We continue to wait for further news regarding the appointment for J’s full assessment, and while we wait Daddy P and I continue to muddle along as best we can, working hard to keep J’s routine in place, giving him a timer to help him understand limited amounts of time and what needs to be done within that time, making sure that even if he doesn’t feel the same himself that he understands why others might feel the way they do.
Something that we regularly have issues with is school drop-off. Some days, you’ll get there and the teachers have just opened the door – days like these tend to be easier, because then J will see the teachers and his classmates rushing in and he’ll grab his stuff and say goodbye and charge off eagerly to be with his friends. Some days, it’ll be a few minutes before the door opens and in those few minutes J gets bored with waiting, and distracted. I try to keep hold of him as I know that once he runs off and starts playing I won’t be able to call him back easily – it’ll take me ages calling him, trying to catch him, before I manage to get him and take him to the ramp that leads up to the door. Other days he’ll grab onto my leg when the door opens and refuse to let go – he’ll get upset about leaving me, says things like he wants to stay at home with me to make sure I’m OK.

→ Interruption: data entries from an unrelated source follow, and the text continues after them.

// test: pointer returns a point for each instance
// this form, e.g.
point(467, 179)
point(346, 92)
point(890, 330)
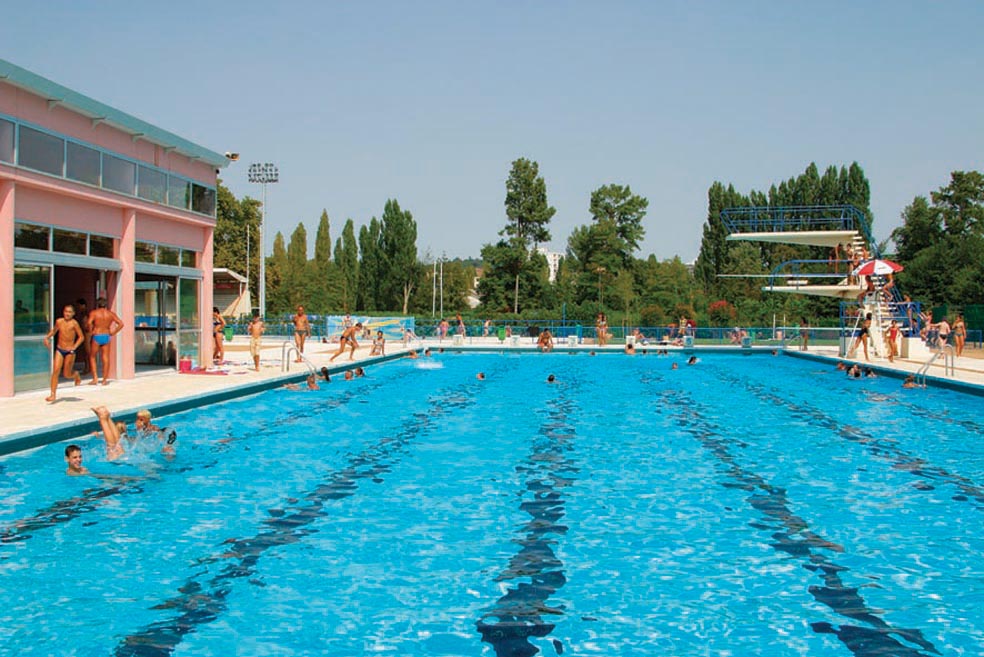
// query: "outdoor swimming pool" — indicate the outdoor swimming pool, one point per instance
point(748, 505)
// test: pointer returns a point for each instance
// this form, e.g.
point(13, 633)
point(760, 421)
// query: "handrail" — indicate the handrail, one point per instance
point(949, 363)
point(285, 351)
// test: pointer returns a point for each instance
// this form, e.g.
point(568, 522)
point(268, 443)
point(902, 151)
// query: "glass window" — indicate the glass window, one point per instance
point(145, 252)
point(119, 175)
point(202, 200)
point(41, 151)
point(152, 185)
point(177, 192)
point(28, 236)
point(188, 301)
point(69, 241)
point(6, 141)
point(101, 246)
point(32, 296)
point(167, 255)
point(82, 163)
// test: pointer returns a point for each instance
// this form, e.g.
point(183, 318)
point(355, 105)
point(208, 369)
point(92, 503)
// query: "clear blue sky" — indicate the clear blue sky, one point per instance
point(430, 102)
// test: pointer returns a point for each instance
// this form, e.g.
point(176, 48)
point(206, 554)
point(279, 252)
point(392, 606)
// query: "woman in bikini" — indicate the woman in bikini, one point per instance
point(302, 329)
point(892, 340)
point(959, 333)
point(347, 339)
point(218, 333)
point(70, 336)
point(862, 338)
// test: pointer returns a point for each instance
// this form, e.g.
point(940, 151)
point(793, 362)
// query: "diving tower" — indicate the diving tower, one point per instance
point(846, 232)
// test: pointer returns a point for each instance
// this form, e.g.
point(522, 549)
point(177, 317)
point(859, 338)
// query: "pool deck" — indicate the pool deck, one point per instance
point(30, 421)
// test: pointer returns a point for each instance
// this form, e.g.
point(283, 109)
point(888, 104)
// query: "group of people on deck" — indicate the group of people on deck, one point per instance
point(72, 331)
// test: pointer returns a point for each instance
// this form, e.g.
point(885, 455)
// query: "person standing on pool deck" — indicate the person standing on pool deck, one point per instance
point(348, 338)
point(70, 336)
point(255, 330)
point(103, 324)
point(218, 335)
point(302, 329)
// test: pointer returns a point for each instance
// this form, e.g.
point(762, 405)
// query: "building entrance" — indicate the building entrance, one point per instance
point(155, 322)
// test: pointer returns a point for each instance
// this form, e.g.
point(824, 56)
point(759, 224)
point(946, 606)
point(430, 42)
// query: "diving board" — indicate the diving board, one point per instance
point(828, 238)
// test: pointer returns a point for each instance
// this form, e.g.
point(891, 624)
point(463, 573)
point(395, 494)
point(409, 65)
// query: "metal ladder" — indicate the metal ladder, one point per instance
point(949, 364)
point(286, 348)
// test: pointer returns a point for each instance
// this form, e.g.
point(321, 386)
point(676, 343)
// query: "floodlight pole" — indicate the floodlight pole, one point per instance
point(263, 174)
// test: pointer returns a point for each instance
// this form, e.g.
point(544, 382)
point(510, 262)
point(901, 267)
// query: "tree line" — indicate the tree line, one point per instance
point(378, 270)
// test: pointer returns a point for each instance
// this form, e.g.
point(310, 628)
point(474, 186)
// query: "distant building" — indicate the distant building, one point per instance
point(553, 261)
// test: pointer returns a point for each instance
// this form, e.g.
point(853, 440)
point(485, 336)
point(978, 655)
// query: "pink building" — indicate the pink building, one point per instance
point(95, 202)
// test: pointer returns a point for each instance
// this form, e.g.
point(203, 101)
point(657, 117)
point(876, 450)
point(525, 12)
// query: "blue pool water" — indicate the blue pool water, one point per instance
point(742, 506)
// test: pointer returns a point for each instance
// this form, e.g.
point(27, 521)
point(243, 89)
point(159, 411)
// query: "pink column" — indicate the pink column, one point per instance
point(125, 293)
point(7, 287)
point(207, 345)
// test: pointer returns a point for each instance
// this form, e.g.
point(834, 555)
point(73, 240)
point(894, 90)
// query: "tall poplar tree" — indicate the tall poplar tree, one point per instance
point(400, 270)
point(370, 266)
point(322, 270)
point(297, 284)
point(527, 212)
point(276, 269)
point(347, 261)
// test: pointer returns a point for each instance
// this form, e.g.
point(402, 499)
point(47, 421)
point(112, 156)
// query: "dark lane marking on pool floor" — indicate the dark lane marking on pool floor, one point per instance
point(793, 537)
point(202, 603)
point(548, 472)
point(878, 447)
point(92, 499)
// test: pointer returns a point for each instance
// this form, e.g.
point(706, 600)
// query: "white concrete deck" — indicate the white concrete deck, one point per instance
point(27, 414)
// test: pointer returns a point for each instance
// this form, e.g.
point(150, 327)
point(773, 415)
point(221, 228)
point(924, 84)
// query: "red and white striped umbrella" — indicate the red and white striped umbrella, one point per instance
point(877, 268)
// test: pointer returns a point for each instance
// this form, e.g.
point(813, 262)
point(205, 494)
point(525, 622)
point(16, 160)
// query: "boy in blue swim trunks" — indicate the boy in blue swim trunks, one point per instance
point(103, 324)
point(70, 336)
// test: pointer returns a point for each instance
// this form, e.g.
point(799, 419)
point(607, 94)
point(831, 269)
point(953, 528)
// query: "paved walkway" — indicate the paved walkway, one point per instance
point(27, 414)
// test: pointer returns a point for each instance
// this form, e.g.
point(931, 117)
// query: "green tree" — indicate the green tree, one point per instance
point(296, 279)
point(400, 271)
point(347, 261)
point(236, 234)
point(370, 266)
point(618, 206)
point(278, 295)
point(961, 204)
point(528, 214)
point(327, 286)
point(941, 245)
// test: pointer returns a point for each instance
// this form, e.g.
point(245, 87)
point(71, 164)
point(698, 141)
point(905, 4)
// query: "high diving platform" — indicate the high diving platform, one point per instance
point(869, 303)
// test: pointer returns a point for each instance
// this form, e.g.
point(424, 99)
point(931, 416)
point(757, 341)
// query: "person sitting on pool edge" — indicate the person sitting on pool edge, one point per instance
point(310, 383)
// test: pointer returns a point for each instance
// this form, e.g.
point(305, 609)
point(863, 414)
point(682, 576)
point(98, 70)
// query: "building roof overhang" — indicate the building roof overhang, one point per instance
point(57, 95)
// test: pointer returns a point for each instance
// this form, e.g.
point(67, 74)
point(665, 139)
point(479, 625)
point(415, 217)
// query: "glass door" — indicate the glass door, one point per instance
point(155, 319)
point(32, 320)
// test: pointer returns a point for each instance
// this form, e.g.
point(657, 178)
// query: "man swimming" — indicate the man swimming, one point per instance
point(73, 457)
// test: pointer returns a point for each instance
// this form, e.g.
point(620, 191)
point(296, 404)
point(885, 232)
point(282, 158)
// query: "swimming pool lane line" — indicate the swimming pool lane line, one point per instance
point(878, 447)
point(771, 502)
point(520, 611)
point(91, 500)
point(202, 603)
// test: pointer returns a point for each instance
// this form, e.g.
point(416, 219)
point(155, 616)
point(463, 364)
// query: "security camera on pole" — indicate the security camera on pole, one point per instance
point(263, 174)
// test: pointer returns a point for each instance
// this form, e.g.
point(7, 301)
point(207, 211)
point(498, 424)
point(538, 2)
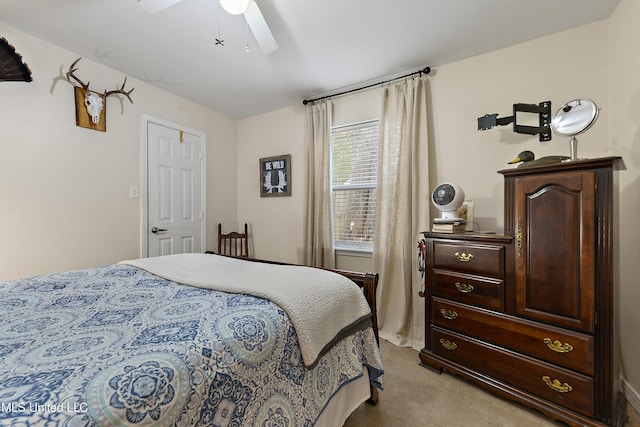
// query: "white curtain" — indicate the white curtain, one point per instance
point(402, 211)
point(318, 234)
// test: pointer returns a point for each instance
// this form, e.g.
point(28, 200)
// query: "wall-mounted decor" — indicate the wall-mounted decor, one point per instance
point(12, 69)
point(90, 105)
point(275, 176)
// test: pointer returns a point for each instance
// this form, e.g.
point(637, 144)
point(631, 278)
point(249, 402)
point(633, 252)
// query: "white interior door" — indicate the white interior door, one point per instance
point(175, 217)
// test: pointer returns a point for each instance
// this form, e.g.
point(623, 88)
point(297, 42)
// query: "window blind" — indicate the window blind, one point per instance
point(354, 174)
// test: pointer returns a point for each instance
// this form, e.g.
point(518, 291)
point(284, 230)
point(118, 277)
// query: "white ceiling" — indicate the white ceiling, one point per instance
point(324, 45)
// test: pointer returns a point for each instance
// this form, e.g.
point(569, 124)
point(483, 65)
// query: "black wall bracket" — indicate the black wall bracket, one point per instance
point(543, 110)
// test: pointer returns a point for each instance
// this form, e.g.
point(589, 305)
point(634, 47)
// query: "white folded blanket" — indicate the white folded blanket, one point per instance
point(323, 306)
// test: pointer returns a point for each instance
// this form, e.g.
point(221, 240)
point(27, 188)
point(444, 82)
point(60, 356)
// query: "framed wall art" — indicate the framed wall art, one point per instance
point(275, 176)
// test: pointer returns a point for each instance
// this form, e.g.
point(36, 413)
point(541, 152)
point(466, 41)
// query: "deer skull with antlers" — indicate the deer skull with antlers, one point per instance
point(94, 102)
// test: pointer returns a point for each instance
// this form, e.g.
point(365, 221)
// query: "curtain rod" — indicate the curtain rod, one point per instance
point(425, 71)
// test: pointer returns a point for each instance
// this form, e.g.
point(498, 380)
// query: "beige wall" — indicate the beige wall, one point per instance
point(64, 190)
point(557, 68)
point(625, 141)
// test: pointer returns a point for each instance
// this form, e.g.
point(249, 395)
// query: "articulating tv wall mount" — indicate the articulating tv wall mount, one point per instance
point(543, 109)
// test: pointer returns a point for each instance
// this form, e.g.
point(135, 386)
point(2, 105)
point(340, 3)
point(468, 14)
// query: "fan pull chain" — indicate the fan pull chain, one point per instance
point(246, 36)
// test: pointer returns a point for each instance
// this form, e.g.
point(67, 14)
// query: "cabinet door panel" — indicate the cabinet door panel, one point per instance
point(555, 249)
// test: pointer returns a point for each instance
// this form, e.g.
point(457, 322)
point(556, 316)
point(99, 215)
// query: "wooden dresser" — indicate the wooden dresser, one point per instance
point(531, 315)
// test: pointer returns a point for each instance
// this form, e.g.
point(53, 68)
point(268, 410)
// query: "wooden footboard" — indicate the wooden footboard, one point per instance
point(367, 281)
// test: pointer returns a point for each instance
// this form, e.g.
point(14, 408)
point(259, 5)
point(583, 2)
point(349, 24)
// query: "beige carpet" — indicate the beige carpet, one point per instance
point(416, 396)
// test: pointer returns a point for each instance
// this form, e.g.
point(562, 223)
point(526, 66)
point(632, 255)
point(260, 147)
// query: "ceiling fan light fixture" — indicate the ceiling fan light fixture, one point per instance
point(235, 7)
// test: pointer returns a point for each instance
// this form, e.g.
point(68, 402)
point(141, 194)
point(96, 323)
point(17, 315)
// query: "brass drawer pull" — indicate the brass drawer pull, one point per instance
point(462, 257)
point(557, 346)
point(556, 386)
point(448, 314)
point(464, 288)
point(448, 344)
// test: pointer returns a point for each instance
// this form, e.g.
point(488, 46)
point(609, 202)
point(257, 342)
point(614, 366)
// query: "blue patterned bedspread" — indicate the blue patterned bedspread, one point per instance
point(119, 346)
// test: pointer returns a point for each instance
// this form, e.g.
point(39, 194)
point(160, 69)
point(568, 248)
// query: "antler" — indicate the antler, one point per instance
point(73, 76)
point(121, 90)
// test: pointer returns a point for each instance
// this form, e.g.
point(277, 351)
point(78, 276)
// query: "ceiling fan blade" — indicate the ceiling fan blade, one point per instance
point(153, 6)
point(259, 28)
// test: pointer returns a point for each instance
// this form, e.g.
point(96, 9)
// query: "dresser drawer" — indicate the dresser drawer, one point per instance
point(469, 258)
point(482, 291)
point(561, 386)
point(569, 349)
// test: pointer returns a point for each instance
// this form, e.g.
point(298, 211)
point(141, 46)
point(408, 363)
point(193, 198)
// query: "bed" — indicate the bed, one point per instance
point(185, 340)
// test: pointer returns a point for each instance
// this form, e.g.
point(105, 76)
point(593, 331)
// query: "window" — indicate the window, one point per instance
point(354, 174)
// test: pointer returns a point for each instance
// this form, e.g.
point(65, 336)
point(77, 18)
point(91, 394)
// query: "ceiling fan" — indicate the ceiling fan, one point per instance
point(249, 8)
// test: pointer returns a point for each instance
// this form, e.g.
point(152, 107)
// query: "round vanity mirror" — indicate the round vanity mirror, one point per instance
point(572, 119)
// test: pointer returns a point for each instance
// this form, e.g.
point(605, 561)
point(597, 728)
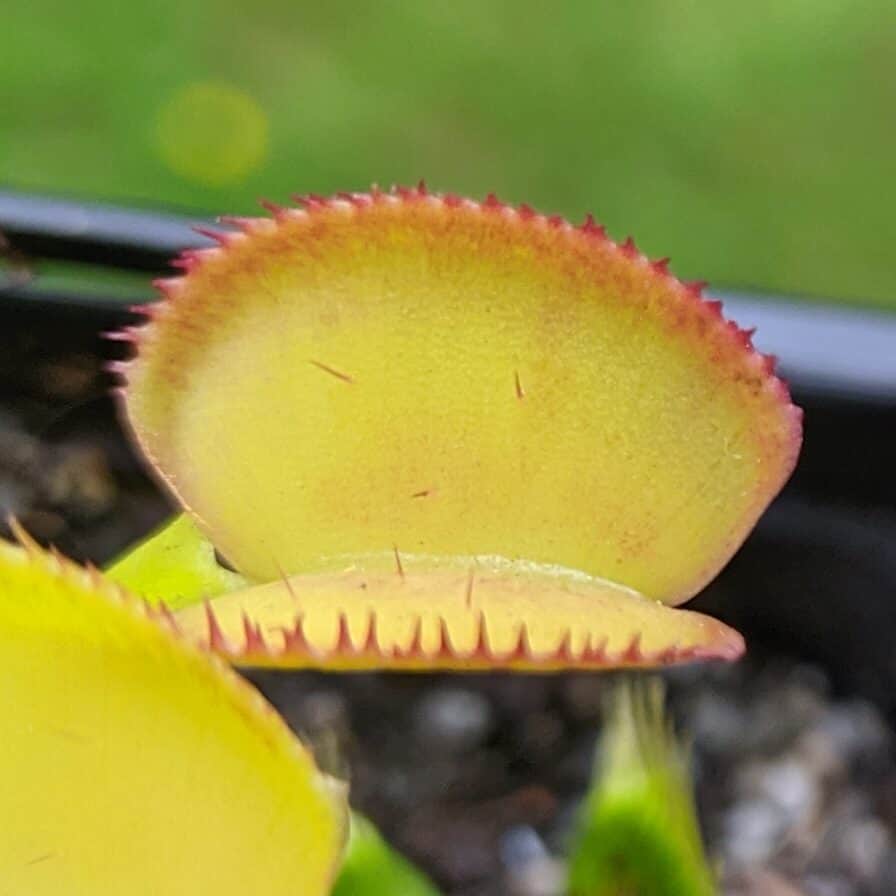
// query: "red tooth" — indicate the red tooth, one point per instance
point(596, 654)
point(344, 643)
point(218, 236)
point(593, 228)
point(482, 649)
point(446, 650)
point(522, 650)
point(695, 287)
point(371, 647)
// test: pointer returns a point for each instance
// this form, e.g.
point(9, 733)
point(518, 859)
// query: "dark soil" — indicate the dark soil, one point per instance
point(478, 777)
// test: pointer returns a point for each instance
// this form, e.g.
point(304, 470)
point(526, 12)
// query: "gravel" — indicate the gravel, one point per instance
point(478, 778)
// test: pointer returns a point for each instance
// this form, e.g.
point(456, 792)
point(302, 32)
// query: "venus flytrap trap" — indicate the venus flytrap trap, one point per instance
point(427, 432)
point(638, 831)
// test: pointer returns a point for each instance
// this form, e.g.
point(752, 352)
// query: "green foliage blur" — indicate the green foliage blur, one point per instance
point(638, 833)
point(372, 868)
point(755, 143)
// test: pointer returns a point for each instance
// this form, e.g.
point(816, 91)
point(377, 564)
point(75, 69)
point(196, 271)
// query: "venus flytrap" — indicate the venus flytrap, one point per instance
point(427, 432)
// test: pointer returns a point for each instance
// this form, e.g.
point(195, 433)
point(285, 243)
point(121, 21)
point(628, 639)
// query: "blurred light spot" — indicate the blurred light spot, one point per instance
point(212, 134)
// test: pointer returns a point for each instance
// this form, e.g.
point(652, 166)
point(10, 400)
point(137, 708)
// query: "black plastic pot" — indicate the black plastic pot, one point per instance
point(817, 578)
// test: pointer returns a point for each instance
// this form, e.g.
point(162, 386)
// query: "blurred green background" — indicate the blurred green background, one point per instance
point(755, 143)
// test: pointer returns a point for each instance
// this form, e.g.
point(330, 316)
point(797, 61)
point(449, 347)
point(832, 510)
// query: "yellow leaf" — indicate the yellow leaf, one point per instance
point(456, 379)
point(134, 764)
point(453, 615)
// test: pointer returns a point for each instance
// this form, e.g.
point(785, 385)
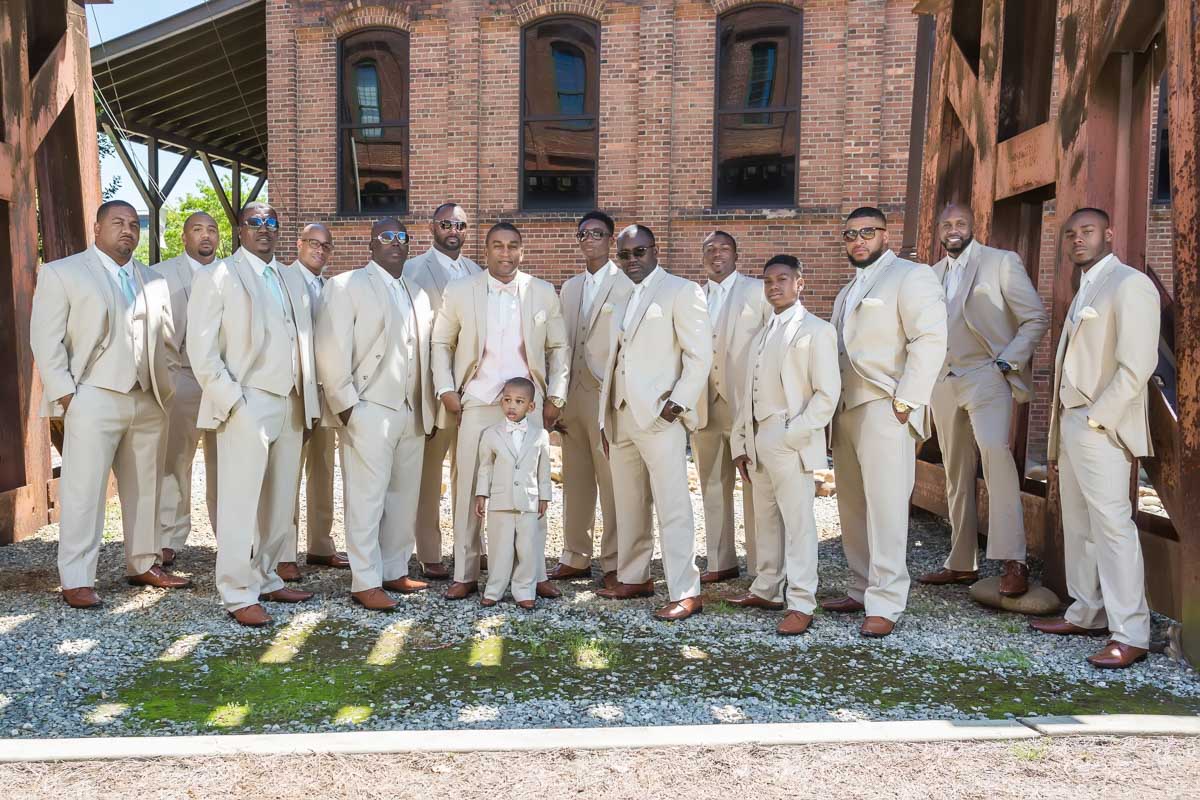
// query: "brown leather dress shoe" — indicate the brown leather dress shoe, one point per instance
point(459, 590)
point(565, 572)
point(82, 597)
point(795, 624)
point(843, 606)
point(375, 600)
point(252, 615)
point(750, 600)
point(1116, 655)
point(288, 571)
point(679, 609)
point(876, 627)
point(947, 577)
point(405, 585)
point(159, 578)
point(719, 575)
point(1014, 581)
point(337, 560)
point(1060, 626)
point(628, 590)
point(287, 595)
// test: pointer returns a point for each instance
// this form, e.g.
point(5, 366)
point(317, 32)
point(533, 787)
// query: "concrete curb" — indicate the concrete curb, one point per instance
point(425, 741)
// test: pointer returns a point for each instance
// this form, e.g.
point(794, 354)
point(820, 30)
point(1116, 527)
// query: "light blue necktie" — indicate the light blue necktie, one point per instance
point(127, 286)
point(273, 281)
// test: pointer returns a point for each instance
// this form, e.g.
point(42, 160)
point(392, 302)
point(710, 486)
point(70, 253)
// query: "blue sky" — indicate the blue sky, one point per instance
point(106, 23)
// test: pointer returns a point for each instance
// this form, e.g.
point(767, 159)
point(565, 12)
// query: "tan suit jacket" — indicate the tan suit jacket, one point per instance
point(426, 271)
point(71, 324)
point(811, 384)
point(227, 332)
point(597, 340)
point(742, 316)
point(354, 329)
point(460, 331)
point(1002, 310)
point(511, 480)
point(895, 334)
point(1109, 354)
point(667, 352)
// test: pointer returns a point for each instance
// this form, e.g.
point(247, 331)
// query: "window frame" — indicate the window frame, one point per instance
point(382, 125)
point(525, 119)
point(797, 62)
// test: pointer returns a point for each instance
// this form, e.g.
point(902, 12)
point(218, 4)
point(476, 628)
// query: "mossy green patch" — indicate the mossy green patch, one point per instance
point(349, 675)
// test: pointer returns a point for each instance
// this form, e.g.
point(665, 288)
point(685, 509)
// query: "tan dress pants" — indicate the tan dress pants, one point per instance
point(123, 432)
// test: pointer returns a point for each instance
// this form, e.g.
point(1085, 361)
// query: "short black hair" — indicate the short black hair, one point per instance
point(525, 384)
point(601, 216)
point(503, 226)
point(635, 229)
point(105, 208)
point(727, 235)
point(790, 262)
point(1101, 212)
point(868, 211)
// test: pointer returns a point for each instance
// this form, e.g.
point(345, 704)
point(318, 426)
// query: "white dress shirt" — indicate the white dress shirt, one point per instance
point(503, 355)
point(718, 293)
point(954, 268)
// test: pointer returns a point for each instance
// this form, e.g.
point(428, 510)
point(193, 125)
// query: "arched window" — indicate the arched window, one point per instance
point(559, 113)
point(373, 122)
point(757, 107)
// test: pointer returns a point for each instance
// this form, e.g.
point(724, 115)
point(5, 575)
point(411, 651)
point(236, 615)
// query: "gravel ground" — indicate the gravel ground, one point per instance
point(1026, 770)
point(157, 662)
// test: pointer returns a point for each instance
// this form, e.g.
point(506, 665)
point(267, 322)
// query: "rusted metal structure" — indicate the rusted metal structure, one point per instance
point(49, 188)
point(1003, 137)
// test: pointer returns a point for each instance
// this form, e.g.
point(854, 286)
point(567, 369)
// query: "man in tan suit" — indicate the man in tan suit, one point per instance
point(102, 338)
point(649, 400)
point(1099, 427)
point(789, 396)
point(313, 248)
point(995, 322)
point(737, 311)
point(891, 323)
point(373, 365)
point(493, 326)
point(201, 238)
point(441, 264)
point(250, 331)
point(589, 304)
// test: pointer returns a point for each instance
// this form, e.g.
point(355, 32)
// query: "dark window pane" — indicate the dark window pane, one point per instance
point(559, 164)
point(375, 169)
point(756, 160)
point(757, 62)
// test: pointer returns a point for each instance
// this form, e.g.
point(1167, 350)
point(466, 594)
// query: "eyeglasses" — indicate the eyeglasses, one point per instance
point(270, 223)
point(324, 246)
point(868, 234)
point(637, 252)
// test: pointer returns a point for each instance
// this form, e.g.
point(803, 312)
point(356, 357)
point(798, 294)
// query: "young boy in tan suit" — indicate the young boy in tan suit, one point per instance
point(514, 471)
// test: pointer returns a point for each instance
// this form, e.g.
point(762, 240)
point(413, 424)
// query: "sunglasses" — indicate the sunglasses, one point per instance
point(868, 234)
point(270, 223)
point(637, 252)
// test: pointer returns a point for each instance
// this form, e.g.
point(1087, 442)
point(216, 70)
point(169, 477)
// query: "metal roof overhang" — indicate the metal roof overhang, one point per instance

Twice this week, I’ve had the running away experience. Earlier this week when he did it, I’d been holding his hand right til the last minute, and let go of him only to usher him up the ramp, and he turned round, dropped his things, and ran off in the opposite direction. As I stood there feeling deflated and wondering why he did these things, a young girl ran over to me and said, “Don’t worry, I’ll get him,” She then wandered over to him casually, held out her hand and said, “Come on J, walk in with me.” He stopped what he was doing and looked at her. I was stood there in disbelief, and he rushed over to her and grabbed her hand, and the pair of them walked over to me. She gathered his things from where he’d abandoned them in a pile at my feet, and handed them to him, took hold of his hand again and they walked in together.
This morning, it seemed we were waiting forever for the door to open and to start with, J was perfectly happy to stay close to me and run around me and one of his classmates mums, with his classmate, chasing one another. Then the door opened and his classmate ran off up the ramp without hesitation – J shot off in the opposite direction. I’d called him and waved at him to come back, but he was off to the play equipment (which he knows he’s not meant to play on) I followed him over there, with my strict mummy voice on, and told him to get off the equipment and hurry up into the school. At first he refused, then he came down the slide and ran toward the ramp as if he was going to go in without further issue – then he changed his mind again, ran past the end of the ramp and carried on playing. Just as I was standing there wondering what to do for the best, the same young girl came over to me and said, “Don’t worry, I’ll get him” for the second time this week, and she calmly walked over to him and held out her hand again. Once more she took him up the ramp and into the school. I made sure this time that I spoke with the teacher on the door, to tell her how impressed I was with this girl, because of her helpfulness and the fact that she is so willing to give me a hand getting J into school.
I was told that the same girl often keeps an eye on him in the playground, and despite the fact he’s younger than she is, she’ll let him play with her and her friends, and she’ll often help the teachers at the end of breaktime getting him back into school (it’s not just me who has issues with it then!)
It’s part of what I like about J’s school. It’s called a family school, and I wondered why that was to begin with, but they do have a strong family ethic of looking after one another. Older kids will play with younger kids, with understanding for the difference in their ages and compassion if the younger ones get injured in the playground (they escort younger ones to the first aid room) The older kids who do well are made into monitors who then spend an afternoon or two each week assisting in other classrooms – J has developed a bit of a thing for a year six girl who comes into his class on a Friday to sharpen the colouring pencils and who sits and does some reading and drawing with a couple of the children (normally including J!) The teacher on the door in the mornings isn’t a teacher who teaches J’s class - yet she knows his name and has done for some time. She’ll call him in the mornings when she sees him hurrying toward the ramp, he knows her and chats to her about his interests and what has happened and how he’s feeling. Today she was chatting to me about our plans for half term; she was saying to me that she’s found stickers work well for getting J into school after break time. It’s definitely motivation that works for J – since doing the sticker diary at home in the evenings he’s trying really hard to earn as many stickers as possible.
I don’t know anything about this girl apart from the fact that she doesn’t bat an eyelid at J throwing a wobbly and she remains calm and offers her hand for him to take when he’s not feeling co-operative. The kindness of strangers doesn’t have to be anything massive, but twice this week the same young girl has shown me how much of an effect a simple act of kindness has.